Strategic Management Journal
Volume 27, Issue 5, pages 447–460, May 2006
How to Cite
Henderson, A. D., Miller, D. and Hambrick, D. C. (2006), How quickly do CEOs become obsolete? Industry dynamism, CEO tenure, and company performance. Strat. Mgmt. J., 27: 447–460. doi: 10.1002/smj.524
- Issue published online: 31 MAR 2006
- Article first published online: 27 FEB 2006
- Manuscript Revised: 26 AUG 2005
- Manuscript Received: 12 OCT 2002
- CEO tenure;
- CEO paradigms;
- strategic decision making
Scholars have characterized CEO tenures as life cycles in which executives learn rapidly during their initial time in office, but then grow stale as they lose touch with the external environment.
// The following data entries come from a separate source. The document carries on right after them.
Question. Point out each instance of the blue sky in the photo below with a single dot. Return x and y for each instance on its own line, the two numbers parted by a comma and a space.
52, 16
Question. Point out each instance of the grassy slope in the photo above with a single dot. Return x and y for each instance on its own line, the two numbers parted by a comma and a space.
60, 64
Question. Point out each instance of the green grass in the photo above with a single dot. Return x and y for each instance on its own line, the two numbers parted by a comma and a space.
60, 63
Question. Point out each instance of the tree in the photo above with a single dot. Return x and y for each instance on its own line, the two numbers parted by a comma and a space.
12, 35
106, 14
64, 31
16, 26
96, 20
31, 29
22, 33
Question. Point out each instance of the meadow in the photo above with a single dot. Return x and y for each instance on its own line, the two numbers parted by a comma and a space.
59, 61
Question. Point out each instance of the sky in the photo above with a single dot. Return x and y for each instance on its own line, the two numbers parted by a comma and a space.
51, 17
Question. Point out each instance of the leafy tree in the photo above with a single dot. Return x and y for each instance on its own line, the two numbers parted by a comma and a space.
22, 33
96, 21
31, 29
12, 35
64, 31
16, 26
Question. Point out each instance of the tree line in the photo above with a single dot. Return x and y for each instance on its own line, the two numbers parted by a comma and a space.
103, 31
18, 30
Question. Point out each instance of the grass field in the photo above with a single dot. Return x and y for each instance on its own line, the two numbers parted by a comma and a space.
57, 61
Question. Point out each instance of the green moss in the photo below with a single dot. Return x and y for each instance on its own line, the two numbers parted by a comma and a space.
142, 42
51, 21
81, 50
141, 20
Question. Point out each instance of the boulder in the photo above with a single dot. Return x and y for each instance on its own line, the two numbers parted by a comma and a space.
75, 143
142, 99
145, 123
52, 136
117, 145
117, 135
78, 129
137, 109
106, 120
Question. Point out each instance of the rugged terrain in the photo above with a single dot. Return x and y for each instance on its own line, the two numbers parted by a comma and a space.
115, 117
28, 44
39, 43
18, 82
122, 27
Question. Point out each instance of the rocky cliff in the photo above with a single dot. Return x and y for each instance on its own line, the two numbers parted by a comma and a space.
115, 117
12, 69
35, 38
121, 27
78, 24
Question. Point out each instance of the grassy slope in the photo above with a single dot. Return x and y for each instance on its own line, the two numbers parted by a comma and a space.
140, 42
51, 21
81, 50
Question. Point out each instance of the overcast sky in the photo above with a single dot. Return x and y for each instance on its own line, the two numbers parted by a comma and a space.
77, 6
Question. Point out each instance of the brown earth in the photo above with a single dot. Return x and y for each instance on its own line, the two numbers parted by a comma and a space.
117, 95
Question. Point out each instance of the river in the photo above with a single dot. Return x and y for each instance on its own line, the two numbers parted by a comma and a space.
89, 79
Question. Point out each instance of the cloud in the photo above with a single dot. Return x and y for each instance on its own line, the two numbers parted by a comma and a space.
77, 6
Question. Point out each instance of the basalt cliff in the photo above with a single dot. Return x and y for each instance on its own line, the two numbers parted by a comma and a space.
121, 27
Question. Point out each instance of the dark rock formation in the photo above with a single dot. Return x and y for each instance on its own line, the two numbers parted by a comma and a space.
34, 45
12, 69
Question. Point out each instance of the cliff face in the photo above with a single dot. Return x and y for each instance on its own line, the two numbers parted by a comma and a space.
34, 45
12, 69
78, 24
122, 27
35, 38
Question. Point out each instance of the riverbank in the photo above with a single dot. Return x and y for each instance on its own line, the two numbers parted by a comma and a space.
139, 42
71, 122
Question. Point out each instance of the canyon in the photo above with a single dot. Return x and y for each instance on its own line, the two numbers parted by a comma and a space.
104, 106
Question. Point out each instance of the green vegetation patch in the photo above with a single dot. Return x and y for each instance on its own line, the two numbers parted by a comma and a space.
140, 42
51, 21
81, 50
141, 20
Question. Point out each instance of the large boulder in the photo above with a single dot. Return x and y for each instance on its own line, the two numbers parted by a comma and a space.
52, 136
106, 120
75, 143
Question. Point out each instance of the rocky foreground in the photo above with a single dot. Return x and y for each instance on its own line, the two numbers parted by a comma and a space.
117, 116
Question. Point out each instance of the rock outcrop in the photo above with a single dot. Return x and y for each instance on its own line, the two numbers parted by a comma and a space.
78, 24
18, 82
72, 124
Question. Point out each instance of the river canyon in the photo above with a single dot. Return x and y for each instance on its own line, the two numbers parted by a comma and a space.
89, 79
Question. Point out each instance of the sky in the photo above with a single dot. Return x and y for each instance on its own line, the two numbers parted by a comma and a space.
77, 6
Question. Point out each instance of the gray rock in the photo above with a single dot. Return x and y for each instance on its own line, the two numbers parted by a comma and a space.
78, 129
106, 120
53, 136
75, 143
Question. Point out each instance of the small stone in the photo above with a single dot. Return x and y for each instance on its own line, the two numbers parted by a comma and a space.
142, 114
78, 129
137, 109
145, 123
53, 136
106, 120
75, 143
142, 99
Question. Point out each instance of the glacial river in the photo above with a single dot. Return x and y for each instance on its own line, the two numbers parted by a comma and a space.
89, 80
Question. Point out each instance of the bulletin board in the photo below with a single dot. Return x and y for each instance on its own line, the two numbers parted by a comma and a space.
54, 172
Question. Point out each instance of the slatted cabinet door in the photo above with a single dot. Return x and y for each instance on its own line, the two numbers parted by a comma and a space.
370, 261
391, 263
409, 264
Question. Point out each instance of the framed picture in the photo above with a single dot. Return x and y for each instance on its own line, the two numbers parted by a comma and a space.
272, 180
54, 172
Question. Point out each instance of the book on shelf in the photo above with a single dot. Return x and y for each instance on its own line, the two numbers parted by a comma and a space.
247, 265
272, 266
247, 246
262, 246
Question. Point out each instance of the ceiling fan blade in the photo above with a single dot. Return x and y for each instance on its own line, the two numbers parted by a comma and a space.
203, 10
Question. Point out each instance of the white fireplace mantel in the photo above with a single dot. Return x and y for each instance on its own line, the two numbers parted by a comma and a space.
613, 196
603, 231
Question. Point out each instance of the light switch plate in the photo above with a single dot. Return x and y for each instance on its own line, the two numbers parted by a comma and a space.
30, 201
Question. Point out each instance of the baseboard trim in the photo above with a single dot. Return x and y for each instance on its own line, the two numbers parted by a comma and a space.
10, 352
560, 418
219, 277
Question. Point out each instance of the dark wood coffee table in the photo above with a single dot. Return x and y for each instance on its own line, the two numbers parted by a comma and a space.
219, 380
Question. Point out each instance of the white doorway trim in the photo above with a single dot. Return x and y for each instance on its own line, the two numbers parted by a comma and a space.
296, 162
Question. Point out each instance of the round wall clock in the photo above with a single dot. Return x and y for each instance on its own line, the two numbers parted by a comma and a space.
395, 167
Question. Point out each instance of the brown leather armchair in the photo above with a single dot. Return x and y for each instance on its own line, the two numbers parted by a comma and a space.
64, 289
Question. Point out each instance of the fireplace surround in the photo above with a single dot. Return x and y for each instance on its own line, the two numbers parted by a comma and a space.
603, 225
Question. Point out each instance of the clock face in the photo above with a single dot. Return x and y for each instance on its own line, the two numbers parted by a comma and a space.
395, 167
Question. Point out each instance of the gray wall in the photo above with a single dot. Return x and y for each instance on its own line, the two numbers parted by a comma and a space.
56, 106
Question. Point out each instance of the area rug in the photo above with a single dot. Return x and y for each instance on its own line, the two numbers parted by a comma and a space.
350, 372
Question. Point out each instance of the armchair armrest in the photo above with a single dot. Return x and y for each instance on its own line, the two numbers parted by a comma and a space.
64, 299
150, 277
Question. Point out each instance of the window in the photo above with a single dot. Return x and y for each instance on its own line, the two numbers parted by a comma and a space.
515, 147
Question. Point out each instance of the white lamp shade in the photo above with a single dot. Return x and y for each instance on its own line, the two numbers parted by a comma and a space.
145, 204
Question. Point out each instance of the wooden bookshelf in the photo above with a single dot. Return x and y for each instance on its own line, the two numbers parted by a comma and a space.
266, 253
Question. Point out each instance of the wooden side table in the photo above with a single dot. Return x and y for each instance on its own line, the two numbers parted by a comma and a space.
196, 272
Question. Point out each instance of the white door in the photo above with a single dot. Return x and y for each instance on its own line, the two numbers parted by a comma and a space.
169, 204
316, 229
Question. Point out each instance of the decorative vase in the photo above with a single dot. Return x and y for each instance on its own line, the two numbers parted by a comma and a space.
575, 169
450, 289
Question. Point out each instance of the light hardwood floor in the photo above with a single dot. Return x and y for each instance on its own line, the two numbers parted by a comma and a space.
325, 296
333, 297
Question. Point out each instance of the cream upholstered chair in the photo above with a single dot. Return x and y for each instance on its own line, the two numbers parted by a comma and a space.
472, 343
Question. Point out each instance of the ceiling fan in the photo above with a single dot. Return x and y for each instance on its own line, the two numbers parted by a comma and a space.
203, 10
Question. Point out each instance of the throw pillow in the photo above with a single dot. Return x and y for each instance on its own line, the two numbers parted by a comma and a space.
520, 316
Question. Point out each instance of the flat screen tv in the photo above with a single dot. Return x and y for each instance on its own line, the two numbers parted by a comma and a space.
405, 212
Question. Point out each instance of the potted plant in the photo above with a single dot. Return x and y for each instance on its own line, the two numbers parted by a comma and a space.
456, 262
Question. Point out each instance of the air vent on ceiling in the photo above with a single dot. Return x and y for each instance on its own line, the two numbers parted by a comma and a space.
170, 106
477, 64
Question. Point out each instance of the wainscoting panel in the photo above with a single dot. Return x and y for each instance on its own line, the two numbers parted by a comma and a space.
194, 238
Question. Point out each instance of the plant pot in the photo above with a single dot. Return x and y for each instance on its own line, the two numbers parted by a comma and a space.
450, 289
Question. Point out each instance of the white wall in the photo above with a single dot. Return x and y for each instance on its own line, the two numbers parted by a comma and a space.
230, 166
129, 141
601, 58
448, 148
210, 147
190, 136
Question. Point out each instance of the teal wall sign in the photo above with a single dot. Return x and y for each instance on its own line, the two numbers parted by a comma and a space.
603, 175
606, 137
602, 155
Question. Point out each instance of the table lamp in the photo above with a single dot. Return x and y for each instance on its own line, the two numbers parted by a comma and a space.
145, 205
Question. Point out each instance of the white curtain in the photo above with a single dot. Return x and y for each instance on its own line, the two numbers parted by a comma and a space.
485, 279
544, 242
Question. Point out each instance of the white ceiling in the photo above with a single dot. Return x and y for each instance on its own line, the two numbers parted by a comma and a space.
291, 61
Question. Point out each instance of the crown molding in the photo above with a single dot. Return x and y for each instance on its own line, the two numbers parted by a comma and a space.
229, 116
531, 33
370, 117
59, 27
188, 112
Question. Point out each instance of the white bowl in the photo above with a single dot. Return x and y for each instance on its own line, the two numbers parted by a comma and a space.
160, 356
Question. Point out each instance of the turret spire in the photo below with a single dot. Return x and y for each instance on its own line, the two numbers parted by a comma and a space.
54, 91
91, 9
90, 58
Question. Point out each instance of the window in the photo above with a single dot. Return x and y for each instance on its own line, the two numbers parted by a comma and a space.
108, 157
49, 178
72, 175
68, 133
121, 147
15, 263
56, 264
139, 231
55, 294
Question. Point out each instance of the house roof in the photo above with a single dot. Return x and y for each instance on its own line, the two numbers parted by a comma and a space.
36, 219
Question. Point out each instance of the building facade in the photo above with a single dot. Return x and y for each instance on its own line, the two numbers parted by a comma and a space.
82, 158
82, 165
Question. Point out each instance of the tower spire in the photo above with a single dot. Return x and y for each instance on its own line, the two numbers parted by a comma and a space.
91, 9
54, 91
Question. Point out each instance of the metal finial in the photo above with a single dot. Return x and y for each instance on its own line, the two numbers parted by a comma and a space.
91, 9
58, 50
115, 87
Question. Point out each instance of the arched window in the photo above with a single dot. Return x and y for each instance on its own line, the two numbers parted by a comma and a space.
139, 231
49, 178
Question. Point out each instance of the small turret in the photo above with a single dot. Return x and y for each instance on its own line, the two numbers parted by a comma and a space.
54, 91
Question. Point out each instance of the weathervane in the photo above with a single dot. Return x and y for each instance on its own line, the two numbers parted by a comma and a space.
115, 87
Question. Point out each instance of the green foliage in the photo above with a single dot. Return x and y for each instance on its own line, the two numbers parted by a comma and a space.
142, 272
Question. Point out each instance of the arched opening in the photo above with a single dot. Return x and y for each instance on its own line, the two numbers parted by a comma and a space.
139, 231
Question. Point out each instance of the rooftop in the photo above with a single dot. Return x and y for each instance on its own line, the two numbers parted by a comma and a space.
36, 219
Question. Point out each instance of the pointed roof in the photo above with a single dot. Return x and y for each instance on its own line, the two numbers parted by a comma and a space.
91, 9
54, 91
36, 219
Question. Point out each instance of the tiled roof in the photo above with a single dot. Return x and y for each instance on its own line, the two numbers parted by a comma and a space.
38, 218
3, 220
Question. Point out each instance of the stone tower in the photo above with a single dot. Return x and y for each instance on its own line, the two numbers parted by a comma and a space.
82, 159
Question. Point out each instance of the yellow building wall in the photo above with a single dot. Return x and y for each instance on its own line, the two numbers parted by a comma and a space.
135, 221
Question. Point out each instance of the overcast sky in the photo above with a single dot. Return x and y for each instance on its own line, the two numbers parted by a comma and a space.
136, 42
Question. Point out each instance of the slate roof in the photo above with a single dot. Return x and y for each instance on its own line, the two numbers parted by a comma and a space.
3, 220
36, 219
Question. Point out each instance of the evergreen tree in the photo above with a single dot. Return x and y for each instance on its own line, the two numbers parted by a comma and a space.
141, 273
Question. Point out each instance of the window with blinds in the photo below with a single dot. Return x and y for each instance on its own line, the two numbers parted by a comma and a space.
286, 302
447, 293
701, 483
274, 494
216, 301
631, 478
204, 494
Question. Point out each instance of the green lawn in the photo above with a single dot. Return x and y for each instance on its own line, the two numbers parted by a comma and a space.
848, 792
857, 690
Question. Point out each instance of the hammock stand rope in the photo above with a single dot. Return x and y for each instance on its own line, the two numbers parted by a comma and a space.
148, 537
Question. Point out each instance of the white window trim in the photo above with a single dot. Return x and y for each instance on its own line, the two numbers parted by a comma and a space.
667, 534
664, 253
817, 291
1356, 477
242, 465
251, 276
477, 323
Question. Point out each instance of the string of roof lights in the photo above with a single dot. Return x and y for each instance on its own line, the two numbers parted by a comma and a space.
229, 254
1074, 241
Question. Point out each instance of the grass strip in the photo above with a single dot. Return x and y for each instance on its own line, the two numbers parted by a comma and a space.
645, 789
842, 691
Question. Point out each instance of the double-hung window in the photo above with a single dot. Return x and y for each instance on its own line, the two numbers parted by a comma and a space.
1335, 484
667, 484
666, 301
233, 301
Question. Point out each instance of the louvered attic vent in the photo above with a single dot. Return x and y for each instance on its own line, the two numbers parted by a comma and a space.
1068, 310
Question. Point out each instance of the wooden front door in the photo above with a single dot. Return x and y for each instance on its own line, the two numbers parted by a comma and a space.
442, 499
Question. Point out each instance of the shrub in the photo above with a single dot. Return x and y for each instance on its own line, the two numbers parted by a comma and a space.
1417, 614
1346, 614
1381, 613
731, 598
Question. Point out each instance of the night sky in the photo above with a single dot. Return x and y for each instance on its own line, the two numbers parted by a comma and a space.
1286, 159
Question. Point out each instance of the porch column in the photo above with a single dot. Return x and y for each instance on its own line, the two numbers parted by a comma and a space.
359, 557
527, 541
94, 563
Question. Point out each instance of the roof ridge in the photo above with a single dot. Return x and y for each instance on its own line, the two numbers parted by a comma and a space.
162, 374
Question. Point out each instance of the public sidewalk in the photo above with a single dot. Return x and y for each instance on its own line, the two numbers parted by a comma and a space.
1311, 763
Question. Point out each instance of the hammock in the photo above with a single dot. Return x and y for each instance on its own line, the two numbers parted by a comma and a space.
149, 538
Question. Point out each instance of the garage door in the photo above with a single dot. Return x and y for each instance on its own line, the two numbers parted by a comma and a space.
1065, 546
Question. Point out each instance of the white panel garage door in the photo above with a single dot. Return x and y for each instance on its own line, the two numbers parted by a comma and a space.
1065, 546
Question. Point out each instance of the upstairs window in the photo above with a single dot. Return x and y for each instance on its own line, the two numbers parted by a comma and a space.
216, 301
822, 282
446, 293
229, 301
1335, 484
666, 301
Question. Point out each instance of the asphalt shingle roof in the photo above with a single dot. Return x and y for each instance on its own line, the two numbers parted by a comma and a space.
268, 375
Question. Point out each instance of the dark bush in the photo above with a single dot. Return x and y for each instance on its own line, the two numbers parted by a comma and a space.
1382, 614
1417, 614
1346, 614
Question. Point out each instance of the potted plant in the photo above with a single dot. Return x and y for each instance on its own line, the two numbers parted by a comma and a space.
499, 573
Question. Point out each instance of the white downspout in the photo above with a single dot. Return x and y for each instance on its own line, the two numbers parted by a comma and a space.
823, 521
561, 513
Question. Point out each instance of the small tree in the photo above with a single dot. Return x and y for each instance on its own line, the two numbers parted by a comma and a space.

We argue, however, that the opportunities for adaptive learning are limited because (1) a CEO assumes office with a relatively fixed paradigm that changes little thereafter; (2) inertia limits the speed at which an organization can align itself with a new CEO's paradigm; and (3) for any within-paradigm learning to occur, the external environment must be stable enough so that the cause–effect relationships that CEOs glean today remain relevant tomorrow. In a longitudinal study of 98 CEOs in the relatively stable branded foods industry and 228 CEOs in the highly dynamic computer industry, we found results that strongly supported our hypotheses. In the stable food industry, firm-level performance improved steadily with tenure, with downturns occurring only among the few CEOs who served more than 10–15 years. In contrast, in the dynamic computer industry, CEOs were at their best when they started their jobs, and firm performance declined steadily across their tenures, presumably as their paradigms grew obsolete more quickly than they could learn. Copyright © 2006 John Wiley & Sons, Ltd.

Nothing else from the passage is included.